Undoubtedly, the question that immediately comes to mind is why he decided to end the process at this time. why did you decide to end the process at this time?. With the publication of the minutes of that meeting we can dig a little deeper into the reasons behind this decision.

First, while monthly inflation remained monthly inflation remained high and year-on-year and the year-on-year figures had exceeded those projected in the last IPoM, it is also true that these were beginning to recede and the outlook for the more volatile items did not appear to show the increases of previous months. In fact, in some cases, In fact, in some cases, these prices were beginning to show some setbacks, mainly in the case of some foodstuffs. In addition, certain cost indicators, such as maritime freight rates or even the exchange rate, continued to fall or, in the case of the parity, was no longer influenced by internal weakness, but rather by the global strength of the dollar, which meant very different price pass-throughs.

Second, despite the recent improved performance of the services sector, overall activity continued to exhibit weakness, which should continue going forward. Sectoral indicators ratified this view, which was in line with the fall in private projections.
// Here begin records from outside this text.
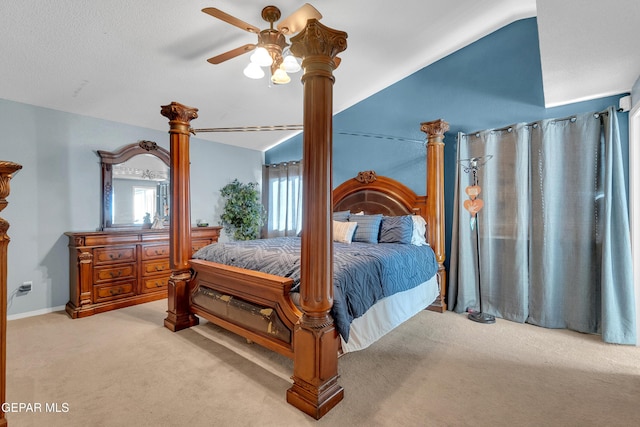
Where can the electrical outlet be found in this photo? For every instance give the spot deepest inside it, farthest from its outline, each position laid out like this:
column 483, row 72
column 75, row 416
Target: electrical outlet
column 25, row 287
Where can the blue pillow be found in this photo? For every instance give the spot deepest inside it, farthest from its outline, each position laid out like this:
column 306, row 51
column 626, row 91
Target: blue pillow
column 341, row 216
column 396, row 229
column 368, row 228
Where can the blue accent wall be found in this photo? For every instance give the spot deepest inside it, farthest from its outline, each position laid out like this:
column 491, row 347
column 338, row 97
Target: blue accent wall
column 492, row 83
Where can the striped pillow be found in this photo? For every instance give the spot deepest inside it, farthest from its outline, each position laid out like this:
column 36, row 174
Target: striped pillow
column 343, row 231
column 396, row 229
column 341, row 216
column 368, row 228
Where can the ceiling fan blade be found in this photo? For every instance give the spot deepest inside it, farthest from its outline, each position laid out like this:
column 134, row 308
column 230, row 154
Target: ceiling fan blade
column 217, row 13
column 231, row 54
column 298, row 19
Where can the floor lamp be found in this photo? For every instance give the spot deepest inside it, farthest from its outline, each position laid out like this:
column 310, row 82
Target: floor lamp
column 473, row 205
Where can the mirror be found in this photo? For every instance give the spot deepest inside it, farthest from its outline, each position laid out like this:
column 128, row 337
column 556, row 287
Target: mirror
column 135, row 186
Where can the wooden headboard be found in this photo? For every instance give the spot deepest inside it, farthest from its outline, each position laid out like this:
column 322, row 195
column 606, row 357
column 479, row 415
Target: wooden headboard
column 375, row 194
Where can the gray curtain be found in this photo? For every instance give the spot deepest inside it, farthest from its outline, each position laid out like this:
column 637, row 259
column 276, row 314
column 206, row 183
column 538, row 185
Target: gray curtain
column 282, row 197
column 553, row 235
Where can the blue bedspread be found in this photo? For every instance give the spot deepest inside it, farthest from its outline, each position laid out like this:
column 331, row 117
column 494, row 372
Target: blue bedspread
column 363, row 273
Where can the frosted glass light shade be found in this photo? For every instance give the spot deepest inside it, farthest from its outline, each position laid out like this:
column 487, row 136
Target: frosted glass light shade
column 253, row 71
column 261, row 57
column 290, row 64
column 280, row 77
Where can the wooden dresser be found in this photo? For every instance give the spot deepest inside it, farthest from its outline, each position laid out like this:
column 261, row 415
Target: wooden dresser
column 115, row 269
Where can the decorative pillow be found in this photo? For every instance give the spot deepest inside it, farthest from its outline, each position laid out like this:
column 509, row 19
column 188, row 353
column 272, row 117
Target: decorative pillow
column 341, row 216
column 343, row 231
column 419, row 231
column 368, row 228
column 396, row 229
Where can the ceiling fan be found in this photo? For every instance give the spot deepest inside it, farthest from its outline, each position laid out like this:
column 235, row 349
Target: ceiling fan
column 270, row 48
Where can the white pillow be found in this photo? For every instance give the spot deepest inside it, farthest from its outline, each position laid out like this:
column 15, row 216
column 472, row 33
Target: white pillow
column 343, row 231
column 419, row 231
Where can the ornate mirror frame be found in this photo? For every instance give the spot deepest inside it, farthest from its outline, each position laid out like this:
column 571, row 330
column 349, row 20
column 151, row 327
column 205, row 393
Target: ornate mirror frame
column 108, row 160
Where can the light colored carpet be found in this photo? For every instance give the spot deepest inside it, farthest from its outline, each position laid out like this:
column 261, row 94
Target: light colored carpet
column 123, row 368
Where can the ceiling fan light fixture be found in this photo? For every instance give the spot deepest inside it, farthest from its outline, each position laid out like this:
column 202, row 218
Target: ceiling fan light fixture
column 253, row 71
column 280, row 77
column 261, row 57
column 290, row 64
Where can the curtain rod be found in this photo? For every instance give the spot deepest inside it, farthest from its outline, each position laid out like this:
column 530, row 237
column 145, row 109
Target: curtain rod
column 535, row 123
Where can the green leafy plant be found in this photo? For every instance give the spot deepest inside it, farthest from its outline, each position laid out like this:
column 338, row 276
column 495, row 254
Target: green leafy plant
column 243, row 214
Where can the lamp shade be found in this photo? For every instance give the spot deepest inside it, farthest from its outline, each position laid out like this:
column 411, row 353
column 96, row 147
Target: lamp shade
column 280, row 77
column 261, row 57
column 253, row 71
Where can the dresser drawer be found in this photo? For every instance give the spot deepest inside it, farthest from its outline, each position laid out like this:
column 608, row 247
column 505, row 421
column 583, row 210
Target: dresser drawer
column 152, row 284
column 114, row 272
column 117, row 254
column 155, row 251
column 155, row 267
column 113, row 291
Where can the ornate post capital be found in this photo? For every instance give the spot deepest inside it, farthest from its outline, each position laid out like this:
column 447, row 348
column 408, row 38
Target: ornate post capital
column 435, row 129
column 319, row 41
column 179, row 116
column 7, row 169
The international economy, meanwhile, also confirmed weakness, in a context of high inflation, less impulse from monetary policy and relevant geopolitical risks.

Thirdly, the financial sector also confirmed this lower expansiveness, with setbacks in credit indicators, greater difficulty in accessing credit, higher market rates and falls in equities. Despite skeptics, the economy is indeed making the adjustment in line with the Central Bank's objectives, which, sooner or later, would have an impact on inflation.

This idea that the contractionary monetary policy reduces prices, although it may seem half-obvious, is what has been the basis for our less inflationary position than the market in terms longer than one year and, therefore, for a lower TPM than the one implicit in financial assets for that same horizon. With that in mind, the Board decided to put an end to the monetary tightening (or, at least a pause with the information available so far) and the important question that arises is until when. Will it be a short pause, with a downward cycle starting once 2023 begins, or a somewhat longer one that will require information on its scope for at least two more quarters?

Our view is in favor of the second option, since in the event that indicators begin to show unequivocally that prices have started to normalize, one could opt for more aggressive adjustments versus the risk of starting earlier and then having to pull back. The important thing is that, now, we have to focus on the next question.